“We’re not going back to that cabin with Samantha,” Jen said.
“Yes,” Mattie said, her voice still a strained frog’s croak. “We are.”
CHAPTER TWELVE
It took them less time than Mattie expected to find the stream. The stream was her only geographical anchor—if she found the stream she could find the rabbit traps, and if she found the traps, she’d find the trail that led back to the cabin.
C.P. suggested that they just walk straight north, away from the cliff. Jen and C.P. shed their heavy packs and tucked the packs into the boulders so that they were well hidden from animals. Then they clambered over the boulders until they reached the cover of the trees.
At least, C.P. and Jen clambered—lightly, like goats darting from ledge to ledge—and Mattie struggled up behind them, hampered by her heavy, handmade skirts and her general lack of outdoor fitness.
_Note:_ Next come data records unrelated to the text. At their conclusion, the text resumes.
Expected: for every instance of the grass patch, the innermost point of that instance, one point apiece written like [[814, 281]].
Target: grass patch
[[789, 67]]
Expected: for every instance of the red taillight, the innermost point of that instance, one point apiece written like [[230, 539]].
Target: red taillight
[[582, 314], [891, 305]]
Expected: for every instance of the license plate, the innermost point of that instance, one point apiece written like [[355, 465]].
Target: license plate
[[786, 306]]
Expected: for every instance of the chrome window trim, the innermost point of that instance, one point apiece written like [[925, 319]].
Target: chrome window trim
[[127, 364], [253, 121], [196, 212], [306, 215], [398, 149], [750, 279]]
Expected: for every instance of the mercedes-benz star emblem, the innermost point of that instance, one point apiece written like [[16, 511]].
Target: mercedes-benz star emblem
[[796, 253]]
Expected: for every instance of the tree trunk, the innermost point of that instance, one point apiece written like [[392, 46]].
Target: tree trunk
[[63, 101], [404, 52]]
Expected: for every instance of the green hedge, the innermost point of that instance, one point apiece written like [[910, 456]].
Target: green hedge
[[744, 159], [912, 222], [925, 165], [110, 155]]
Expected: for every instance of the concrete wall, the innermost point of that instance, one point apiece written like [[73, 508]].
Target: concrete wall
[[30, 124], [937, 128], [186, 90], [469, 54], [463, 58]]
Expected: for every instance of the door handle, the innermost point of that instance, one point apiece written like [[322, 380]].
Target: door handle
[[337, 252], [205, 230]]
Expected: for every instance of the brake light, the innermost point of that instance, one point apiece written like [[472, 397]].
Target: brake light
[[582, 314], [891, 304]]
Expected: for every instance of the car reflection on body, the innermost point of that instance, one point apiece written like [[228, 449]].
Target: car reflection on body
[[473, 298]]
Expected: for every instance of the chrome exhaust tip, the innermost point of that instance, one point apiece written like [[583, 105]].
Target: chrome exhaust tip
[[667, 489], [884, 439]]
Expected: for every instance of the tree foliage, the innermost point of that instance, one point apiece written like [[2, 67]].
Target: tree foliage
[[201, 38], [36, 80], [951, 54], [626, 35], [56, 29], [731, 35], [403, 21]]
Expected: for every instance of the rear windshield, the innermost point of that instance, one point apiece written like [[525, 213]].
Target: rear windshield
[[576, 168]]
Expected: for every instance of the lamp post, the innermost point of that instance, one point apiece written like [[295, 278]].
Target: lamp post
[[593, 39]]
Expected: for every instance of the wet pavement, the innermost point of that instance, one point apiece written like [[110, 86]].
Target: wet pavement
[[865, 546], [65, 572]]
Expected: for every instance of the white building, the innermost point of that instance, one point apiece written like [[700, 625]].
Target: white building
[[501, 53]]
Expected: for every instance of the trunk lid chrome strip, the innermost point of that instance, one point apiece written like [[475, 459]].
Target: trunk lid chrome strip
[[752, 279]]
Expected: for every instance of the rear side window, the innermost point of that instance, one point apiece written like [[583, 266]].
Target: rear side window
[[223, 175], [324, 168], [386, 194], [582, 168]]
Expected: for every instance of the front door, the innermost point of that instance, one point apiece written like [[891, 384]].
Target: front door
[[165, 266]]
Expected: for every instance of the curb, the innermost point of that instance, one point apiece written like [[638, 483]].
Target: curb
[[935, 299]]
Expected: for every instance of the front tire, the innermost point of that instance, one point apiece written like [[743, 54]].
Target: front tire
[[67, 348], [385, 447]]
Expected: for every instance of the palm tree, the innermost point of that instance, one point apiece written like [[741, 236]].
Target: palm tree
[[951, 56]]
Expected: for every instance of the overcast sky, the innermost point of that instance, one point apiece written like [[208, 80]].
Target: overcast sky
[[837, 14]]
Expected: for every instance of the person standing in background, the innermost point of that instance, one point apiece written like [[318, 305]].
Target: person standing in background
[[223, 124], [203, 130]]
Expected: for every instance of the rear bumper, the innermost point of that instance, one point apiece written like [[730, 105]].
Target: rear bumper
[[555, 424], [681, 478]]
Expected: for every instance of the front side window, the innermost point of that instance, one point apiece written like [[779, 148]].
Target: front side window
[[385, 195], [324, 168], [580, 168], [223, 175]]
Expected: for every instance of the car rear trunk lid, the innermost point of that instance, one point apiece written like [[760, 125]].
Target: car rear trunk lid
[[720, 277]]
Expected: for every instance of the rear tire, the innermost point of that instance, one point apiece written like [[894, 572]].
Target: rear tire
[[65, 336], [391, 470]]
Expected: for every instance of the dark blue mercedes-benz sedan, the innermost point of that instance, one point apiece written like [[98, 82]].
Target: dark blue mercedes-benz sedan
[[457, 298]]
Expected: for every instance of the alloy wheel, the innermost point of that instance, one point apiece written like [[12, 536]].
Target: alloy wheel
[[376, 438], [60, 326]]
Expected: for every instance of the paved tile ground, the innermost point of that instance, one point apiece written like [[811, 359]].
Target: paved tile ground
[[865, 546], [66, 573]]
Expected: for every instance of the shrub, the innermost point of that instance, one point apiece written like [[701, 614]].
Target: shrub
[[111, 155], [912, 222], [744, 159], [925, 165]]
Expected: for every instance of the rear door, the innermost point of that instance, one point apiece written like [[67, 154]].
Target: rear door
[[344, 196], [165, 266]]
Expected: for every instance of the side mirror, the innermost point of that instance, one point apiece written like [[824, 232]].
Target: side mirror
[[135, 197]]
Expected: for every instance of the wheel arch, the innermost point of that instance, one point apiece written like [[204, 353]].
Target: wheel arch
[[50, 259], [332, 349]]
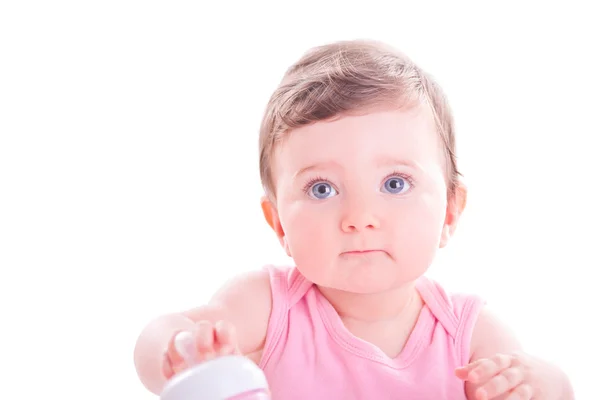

She did a lot of hard, heavy work in the cabin but none of it involved climbing, or walking for hours. The chocolate bar, while delicious, had also not been enough to satisfy the deep gnawing in her stomach. On top of everything, she was tired and heartsore and felt sick every time she thought of William, Heather, her mother.
What she really wanted was to lie down and sleep for several hours, and hope that when she woke her voice would be normal and her mind clearer. Everything had happened so fast. Was it only that morning when she’d woken to find an unnaturally cheery William ready to hunt the creature? Was it only a few short hours ago that she left the cabin and found William in the woods confronting the strangers?
Jen and C.P. reached down to help pull Mattie up the last few feet over the top of the boulder. Once she was on level ground again she hunched over, taking deep breaths. Climbing that short distance had been more difficult than it should have been. She felt ashamed of the sweat on her temples, the harsh breath that emitted from her mouth. She felt that she was an awkward appendage, something that was preventing the smooth and unimpeded motion of the other two.
If I wasn’t here they could have run right after their friend. I’m making things worse for them, slowing them down, making everything more dangerous.
Mattie was about to open her mouth, to tell them these things, when Jen patted her shoulder and said, “Take your time and calm down. It can’t be easy to climb in that outfit. Did you make it yourself? It looks handmade.”
“Y-yes,” Mattie said.
Something rustled, and a moment later a light clicked on. A flashlight, Mattie thought. It had been years since she thought about a flashlight.
It was C.P.’s, of course. He had the light pointed at the ground and he was moving it around.
“What are you doing?” Jen asked.
“Looking for tracks,” he said. “That cryptid didn’t fall out of the sky, grab Griffin and fly away.”
“How do you know?” Jen asked. “We didn’t get a proper look at it.”
“We’re not looking for the Mothman, Jennifer,” C.P. said, his tone mocking when he said “mothman.” “We’re looking for a large, bearlike cryptid. That’s what all the reports said.”
Mattie wondered again about these “reports,” but didn’t feel it was the right time to ask.
“You know, you’re amazingly close-minded for someone who claims to be the opposite,” Jen said. “How do you know it’s not the Mothman?”
“Please,” C.P. said. “We’ve talked about this before. It’s physically impossible for a creature like that to exist. You’re not doing our field any favors by believing in stupid urban legends.”
Mattie tugged on Jen’s arm before she could argue more. “Griffin,” Mattie said.
Mattie could just make out Jen’s silhouette in the dark, see the other woman nod her head.
“You’re right. This is not the time to engage with a person who claims to be a cryptozoologist but who actually doesn’t believe in the vast majority of the historical evidence of cryptids.”
“It’s too easy to disprove most of the claims. That’s why we’re here. To gather actual evidence,” C.P. said, still moving the flashlight over the ground. “Where the hell did that thing come from? The snow is totally untouched here.”
“Trees,” Mattie said.
C.P. pointed the flashlight up, but the light seemed frail and useless in that direction, swallowed up by the pine boughs.
“How can something that big—and that’s the only sense I had of it, that it was big—move from tree to tree without breaking them? How did it carry Griffin?”